Ackley, billed as a pure left-handed hitter when Seattle selected him with the second overall pick in the 2009 draft, finished his first full season with a disappointing .226 batting average.
“You always expect to do well and to expect good things from yourself,” he said. “And to not do that is pretty tough.”
Ackley believes a few things could have contributed to his struggles at the plate. He won’t, however, blame the bone spurs in his left ankle that nagged him throughout the 2012 season.
“I never really thought it was an excuse,” he said, “because I could play on it.”
To Ackley, the bone spurs that made mornings miserable and pregame workouts painful were simply part of playing baseball.
“There’s probably tons of guys out there that have nagging things but never talk about it,” he said. “If it was something that was preventing me from playing or something that was really hurting, that I thought was affecting my game, I would have said something.
“It never really got to the point where I said, ‘OK, this is affecting my playing.’ It affected my running a little bit . but I never thought it affected my hitting or fielding or anything like that.”
In fact, Ackley’s fielding was spectacular. The second baseman was a Gold Glove finalist after posting a .989 fielding percentage.
By the end of the season, though, Ackley had endured enough. He scheduled surgery to have the bone spurs removed the day after the season ended. After sleeping through most of the first three days post-surgery, he began preparing for the 2013 season.
Because Ackley doesn’t believe his bum ankle was the sole cause of a disappointing season at the plate, he tweaked his swing in the offseason.
“It’s been working all offseason, so I’m going to take it into the spring, and hopefully the season, and see where it goes from there,” he said.
Ackley, who next week will turn 25, speaks of his disappointing 2012 season — he totaled 12 home runs, 50 RBI and a .294 on-base percentage — as someone who views it as a learning experience and not a sign that he might be overmatched at the plate.
“I think going through that is probably going to be important for me for my career — to know that I’ve been there and know how to handle those situations,” he said. “It was bad last year but I think it’s going to be a good thing for me in the long term.”

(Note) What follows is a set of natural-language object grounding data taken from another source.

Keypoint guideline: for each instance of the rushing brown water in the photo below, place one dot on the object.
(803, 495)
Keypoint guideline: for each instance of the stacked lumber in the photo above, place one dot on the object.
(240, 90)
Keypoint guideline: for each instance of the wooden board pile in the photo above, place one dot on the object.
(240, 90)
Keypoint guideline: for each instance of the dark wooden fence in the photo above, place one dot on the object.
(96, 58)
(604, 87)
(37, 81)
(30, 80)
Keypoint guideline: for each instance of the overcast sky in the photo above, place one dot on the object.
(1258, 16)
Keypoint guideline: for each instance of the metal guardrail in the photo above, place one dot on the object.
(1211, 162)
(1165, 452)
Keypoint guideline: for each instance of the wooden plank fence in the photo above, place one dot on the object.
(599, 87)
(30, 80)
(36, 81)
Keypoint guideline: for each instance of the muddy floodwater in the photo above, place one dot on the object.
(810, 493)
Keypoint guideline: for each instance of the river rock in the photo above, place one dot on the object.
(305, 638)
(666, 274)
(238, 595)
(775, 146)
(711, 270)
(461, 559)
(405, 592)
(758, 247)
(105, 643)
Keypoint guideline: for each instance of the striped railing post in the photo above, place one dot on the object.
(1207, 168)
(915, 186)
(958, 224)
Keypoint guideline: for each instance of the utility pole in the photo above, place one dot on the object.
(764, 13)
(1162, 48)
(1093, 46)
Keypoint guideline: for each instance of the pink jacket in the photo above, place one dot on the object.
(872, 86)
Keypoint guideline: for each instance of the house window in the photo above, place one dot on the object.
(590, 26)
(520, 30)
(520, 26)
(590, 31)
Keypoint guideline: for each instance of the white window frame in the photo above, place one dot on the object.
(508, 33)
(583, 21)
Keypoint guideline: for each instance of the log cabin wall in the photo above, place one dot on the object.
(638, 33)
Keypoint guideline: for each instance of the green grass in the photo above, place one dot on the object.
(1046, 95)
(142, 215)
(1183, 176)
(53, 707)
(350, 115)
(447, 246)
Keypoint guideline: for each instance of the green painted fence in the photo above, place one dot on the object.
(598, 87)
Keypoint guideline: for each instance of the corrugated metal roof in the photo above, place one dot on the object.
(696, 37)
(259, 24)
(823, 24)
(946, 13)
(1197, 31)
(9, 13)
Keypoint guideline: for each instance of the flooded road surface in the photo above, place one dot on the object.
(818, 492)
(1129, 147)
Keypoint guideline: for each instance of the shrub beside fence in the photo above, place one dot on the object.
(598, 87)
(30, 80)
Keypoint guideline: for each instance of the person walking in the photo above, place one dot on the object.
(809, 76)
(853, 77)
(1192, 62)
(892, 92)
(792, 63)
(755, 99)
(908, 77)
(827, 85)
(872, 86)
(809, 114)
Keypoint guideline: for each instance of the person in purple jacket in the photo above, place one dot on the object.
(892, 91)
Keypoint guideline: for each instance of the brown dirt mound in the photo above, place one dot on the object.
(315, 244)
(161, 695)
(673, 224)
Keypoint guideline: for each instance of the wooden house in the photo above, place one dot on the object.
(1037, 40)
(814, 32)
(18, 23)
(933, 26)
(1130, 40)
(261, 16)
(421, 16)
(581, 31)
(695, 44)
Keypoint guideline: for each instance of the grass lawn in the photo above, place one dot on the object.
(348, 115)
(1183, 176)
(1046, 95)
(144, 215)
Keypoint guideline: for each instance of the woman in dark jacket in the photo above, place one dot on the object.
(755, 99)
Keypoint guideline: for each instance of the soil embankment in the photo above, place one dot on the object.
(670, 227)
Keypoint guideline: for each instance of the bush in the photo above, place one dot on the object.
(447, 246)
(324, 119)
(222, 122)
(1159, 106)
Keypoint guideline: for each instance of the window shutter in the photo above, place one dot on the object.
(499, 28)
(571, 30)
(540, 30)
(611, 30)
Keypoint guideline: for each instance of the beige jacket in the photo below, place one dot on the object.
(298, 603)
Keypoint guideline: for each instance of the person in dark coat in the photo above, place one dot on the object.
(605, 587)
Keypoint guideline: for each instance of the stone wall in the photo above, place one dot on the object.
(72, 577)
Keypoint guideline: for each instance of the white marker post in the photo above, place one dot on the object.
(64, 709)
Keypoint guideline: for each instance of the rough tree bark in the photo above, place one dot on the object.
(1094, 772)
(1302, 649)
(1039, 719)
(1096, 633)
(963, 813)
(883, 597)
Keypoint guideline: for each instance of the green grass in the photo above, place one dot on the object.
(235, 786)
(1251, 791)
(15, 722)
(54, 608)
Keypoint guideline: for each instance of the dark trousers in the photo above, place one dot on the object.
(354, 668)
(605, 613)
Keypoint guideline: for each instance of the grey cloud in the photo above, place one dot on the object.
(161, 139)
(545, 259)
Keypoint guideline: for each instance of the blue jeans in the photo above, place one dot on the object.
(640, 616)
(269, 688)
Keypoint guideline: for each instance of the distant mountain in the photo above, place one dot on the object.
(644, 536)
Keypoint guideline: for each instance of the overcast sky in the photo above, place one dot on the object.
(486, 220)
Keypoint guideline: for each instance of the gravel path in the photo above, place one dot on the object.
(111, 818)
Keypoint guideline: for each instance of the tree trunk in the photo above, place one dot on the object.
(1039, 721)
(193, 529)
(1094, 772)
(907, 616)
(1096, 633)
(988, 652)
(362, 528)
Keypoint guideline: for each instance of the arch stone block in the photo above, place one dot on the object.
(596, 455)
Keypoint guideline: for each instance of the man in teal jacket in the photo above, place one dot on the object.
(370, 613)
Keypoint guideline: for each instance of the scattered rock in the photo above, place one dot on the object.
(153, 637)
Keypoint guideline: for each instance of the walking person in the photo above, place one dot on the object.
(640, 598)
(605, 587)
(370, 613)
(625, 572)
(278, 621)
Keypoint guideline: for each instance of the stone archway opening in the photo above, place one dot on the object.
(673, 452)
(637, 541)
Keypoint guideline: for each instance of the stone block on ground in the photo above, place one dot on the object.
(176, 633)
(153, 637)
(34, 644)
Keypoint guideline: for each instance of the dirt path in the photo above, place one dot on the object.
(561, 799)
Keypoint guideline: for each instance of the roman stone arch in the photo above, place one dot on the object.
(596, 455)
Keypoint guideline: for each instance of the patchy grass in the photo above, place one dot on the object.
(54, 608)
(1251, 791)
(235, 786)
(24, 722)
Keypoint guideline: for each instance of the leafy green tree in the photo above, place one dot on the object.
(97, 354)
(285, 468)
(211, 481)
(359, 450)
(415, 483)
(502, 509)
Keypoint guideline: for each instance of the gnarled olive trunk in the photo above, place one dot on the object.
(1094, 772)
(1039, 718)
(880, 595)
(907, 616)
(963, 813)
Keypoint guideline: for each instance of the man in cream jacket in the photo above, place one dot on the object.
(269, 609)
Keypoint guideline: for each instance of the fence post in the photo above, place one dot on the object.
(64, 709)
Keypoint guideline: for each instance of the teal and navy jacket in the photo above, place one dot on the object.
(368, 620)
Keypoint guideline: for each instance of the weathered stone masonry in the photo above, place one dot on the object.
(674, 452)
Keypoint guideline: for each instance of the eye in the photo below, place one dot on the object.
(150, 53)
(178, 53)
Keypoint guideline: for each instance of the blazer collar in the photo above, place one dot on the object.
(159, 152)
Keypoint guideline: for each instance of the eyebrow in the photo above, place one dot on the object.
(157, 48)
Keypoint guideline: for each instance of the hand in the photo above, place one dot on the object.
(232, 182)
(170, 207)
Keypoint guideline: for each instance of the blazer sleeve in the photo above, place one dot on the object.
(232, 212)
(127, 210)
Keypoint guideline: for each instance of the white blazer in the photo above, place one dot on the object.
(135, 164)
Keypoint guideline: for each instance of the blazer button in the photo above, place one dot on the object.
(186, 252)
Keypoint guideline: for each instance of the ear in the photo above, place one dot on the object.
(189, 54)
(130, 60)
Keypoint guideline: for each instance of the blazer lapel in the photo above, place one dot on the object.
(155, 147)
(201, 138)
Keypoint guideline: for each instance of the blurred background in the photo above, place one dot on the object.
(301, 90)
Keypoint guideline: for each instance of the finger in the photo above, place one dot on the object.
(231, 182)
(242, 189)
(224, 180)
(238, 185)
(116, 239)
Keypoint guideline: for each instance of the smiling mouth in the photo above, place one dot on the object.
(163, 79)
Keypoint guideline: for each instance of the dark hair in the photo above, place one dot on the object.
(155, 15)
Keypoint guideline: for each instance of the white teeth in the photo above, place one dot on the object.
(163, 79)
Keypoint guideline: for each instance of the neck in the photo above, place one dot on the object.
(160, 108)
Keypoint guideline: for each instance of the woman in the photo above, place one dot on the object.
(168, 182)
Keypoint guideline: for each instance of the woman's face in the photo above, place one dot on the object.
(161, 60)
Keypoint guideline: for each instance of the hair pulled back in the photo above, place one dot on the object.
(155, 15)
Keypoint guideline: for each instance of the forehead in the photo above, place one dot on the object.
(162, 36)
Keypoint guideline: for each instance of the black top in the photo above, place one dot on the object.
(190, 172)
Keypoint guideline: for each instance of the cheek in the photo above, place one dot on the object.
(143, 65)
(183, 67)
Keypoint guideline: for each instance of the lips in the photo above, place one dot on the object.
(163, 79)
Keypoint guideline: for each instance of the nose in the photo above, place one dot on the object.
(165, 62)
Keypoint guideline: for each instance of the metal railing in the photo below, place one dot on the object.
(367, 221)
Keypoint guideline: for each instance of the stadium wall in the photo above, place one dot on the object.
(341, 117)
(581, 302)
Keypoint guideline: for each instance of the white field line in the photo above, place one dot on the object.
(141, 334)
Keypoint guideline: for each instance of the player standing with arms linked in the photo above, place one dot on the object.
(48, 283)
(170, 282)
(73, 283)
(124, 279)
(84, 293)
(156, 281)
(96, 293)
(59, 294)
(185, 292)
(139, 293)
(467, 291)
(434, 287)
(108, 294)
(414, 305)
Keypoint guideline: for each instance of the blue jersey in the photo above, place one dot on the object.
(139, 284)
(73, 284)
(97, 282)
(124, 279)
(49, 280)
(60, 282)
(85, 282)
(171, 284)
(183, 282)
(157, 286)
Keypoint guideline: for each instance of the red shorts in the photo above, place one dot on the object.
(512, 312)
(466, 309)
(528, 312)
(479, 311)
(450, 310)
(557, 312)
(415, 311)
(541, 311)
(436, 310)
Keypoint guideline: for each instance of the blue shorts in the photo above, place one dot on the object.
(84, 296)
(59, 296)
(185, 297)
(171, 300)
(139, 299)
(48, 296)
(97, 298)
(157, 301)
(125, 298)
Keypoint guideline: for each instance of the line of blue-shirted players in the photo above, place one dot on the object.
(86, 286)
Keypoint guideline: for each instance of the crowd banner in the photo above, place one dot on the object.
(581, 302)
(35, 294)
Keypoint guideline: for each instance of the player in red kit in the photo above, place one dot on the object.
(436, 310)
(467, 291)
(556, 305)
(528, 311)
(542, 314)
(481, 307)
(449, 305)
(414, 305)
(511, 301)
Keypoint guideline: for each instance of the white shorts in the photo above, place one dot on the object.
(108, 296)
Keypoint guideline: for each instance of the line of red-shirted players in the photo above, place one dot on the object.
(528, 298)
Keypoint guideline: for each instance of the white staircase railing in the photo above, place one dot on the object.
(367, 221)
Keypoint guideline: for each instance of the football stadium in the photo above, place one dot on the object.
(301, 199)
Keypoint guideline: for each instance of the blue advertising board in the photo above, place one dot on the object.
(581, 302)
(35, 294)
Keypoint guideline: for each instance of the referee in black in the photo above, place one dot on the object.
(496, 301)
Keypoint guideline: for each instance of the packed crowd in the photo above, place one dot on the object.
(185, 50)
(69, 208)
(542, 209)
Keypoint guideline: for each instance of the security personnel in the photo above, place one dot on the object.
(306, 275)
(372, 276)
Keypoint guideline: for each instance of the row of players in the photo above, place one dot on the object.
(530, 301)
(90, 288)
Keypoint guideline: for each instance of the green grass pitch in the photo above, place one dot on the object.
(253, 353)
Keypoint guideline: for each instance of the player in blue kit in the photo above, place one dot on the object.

Seattle manager Eric Wedge said the lackluster hitting performance should provide plenty of motivation for Ackley. Wedge believes Ackley has the tools to succeed.
“I think he’s going to be a good big-league hitter,” Wedge said. “I don’t like to make predictions like that, but I think he’s going to be a good big-league hitter. I think he’s going to be a better hitter this year. To what degree, I don’t know. I think he’s very capable of being a good big-league hitter.”
NOTE: Wedge said starting pitcher Felix Hernandez will throw a bullpen session Wednesday.